Lundi Ngidi’s recent media posts stating that he would be in favour of supporting the Black Lives Matter cause have resulted in extensive social and mainstream media commentary.  The South African Cricketers’ Association (SACA) today recorded their strong support for Lungi and his right to Freedom of Expression.

Individual Athlete Activism has challenged societal prejudices since Tommie Smith, Peter Norman, and John Carlos stood up for human rights and against racial oppression from the Olympic Podium in 1968.  The International Olympic Committee earlier this year confirmed their regulations of suppressing the right of Olympic athletes to exercise their Freedom of Expression.  This is evidence of how little change there has been within world sport, it denies athletes their basic right to express an opinion, and reinforces the institutional racism that exists in many sporting federations.

Andrew Breetzke, CEO of SACA commented; “Freedom of Expression is an enabling right that all South Africans support.  We must therefore respect Lungi, as a sporting role model, when he exercises his Freedom of Expression on the important matter of racial discrimination.
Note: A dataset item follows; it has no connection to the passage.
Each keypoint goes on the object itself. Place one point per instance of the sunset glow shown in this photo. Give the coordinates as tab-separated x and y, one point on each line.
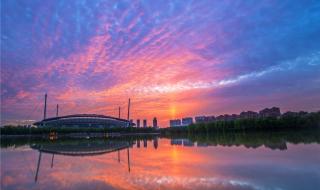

To subject him to unfair criticism, is to undermine his right. 

As SACA CEO I lead a diverse group of players and I stand with Lungi in my commitment to transformation, diversity, and to continue to work towards building a more inclusive game and society.”

Individual athlete activism leads to collective athlete activism, which can ultimately lead to institutional change.  This is a phenomenon that is being experienced throughout the world following the growth of the Black Lives Matter movement.

“Many of our cricketers have spoken out on a number of issues, including lack of transformation, gender-based violence and child abuse – they are more than sportsmen and women, they have a right to support initiatives that represent their social interest. Sport continues to be a microcosm of society, yet it remains the most forceful tool we have to break the shackles and bondages of the past,” added Omphile Ramela, SACA President.